The Account of Enslaved Persons and Various Stories, 1831-1844, is kept by or for a member of the Ball family. The first half of the account book contains various lists of enslaved men, women and children owned by John Ball at Comingtee/Stoke, Kensington and Midway Plantations in Berkeley County, South Carolina. These lists include enslaved persons given first or second quality blankets, cloth, clothes and osnaburg fabric as well as lists of pregnant enslaved women or enslaved infants given clothes.
The second half of the book contains stories retold by various persons on topics such as an eyewitness account of the Steamship Pulaski Disaster in 1838, stories of enslaved persons including the execution of an enslaved man, stories about the family of George Chicken, eyewitness accounts of the British occupation in Charleston during the Revolutionary War, numerous ghost stories and an account of the first settlers of Charlestown.
The James Simons Account Book, 1838-1854, contains financial information for Mrs. Harleston Simons in account with James Simons. Accounts include payments made for shoes, clothing, slave badges, and wages for enslaved persons. The names of the enslaved persons are written as Martha, Billy, John, Sammy, Annette, Lydia, Charlotte, and Richard.

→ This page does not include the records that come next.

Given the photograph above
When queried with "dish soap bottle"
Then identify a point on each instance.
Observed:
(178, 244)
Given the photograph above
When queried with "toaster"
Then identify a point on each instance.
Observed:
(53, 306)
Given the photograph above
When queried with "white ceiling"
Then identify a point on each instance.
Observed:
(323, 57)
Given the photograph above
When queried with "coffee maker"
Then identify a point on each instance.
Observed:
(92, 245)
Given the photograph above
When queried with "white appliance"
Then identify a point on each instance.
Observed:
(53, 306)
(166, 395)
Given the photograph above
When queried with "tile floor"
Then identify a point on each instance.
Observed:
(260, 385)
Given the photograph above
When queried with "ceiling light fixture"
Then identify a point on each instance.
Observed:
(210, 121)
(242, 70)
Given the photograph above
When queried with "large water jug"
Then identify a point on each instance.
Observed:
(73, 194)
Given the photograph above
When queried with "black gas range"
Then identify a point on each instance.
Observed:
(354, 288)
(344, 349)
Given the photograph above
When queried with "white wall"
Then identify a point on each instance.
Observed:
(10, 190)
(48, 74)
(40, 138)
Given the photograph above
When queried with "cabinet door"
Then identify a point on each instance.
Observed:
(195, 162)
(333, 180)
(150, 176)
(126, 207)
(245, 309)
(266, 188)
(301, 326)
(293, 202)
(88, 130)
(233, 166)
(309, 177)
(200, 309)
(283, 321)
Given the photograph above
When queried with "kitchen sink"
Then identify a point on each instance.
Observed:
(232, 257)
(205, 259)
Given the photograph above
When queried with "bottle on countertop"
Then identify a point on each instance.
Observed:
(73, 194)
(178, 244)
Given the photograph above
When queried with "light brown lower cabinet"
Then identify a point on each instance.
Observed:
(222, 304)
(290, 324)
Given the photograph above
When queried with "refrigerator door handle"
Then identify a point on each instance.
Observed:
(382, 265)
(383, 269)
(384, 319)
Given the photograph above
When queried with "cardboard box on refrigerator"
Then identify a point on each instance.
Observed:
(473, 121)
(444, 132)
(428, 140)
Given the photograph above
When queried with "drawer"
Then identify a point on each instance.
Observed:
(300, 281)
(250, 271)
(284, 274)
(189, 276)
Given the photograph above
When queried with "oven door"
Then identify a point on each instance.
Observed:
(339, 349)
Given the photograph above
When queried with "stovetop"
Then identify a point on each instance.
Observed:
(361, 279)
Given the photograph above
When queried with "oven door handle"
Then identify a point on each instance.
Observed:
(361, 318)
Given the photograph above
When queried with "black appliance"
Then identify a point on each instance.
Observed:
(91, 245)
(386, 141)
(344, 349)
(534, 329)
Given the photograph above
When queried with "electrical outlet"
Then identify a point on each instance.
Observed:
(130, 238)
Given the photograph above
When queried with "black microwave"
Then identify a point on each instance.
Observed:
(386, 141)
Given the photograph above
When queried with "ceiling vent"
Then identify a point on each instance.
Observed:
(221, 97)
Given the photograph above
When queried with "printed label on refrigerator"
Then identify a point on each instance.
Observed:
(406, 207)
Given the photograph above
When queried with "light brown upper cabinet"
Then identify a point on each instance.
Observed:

Plowden Weston's Plantation Journal is part of the Weston family papers collection. Plowden Weston came to the colony of South Carolina from Warwickshire, England in 1757, and he bought Laurel Hill Plantation and adjoining lands in 1775. This journal contains lists of items shipped to Waccamaw Plantations (Wandow, Laurel Hill, Holly Hill, Waccamaw) and accounts of crops (rice, cotton) transported and sold in various Lowcountry area wharves, 1802-1820. Items shipped to plantations include tools, textiles, seeds, sundries, medicines, etc. Journal includes other ephemera such as correspondences, bank deposits, financial accounts, formulas, instructions. Items distributed to enslaved people often appear with lists of their names.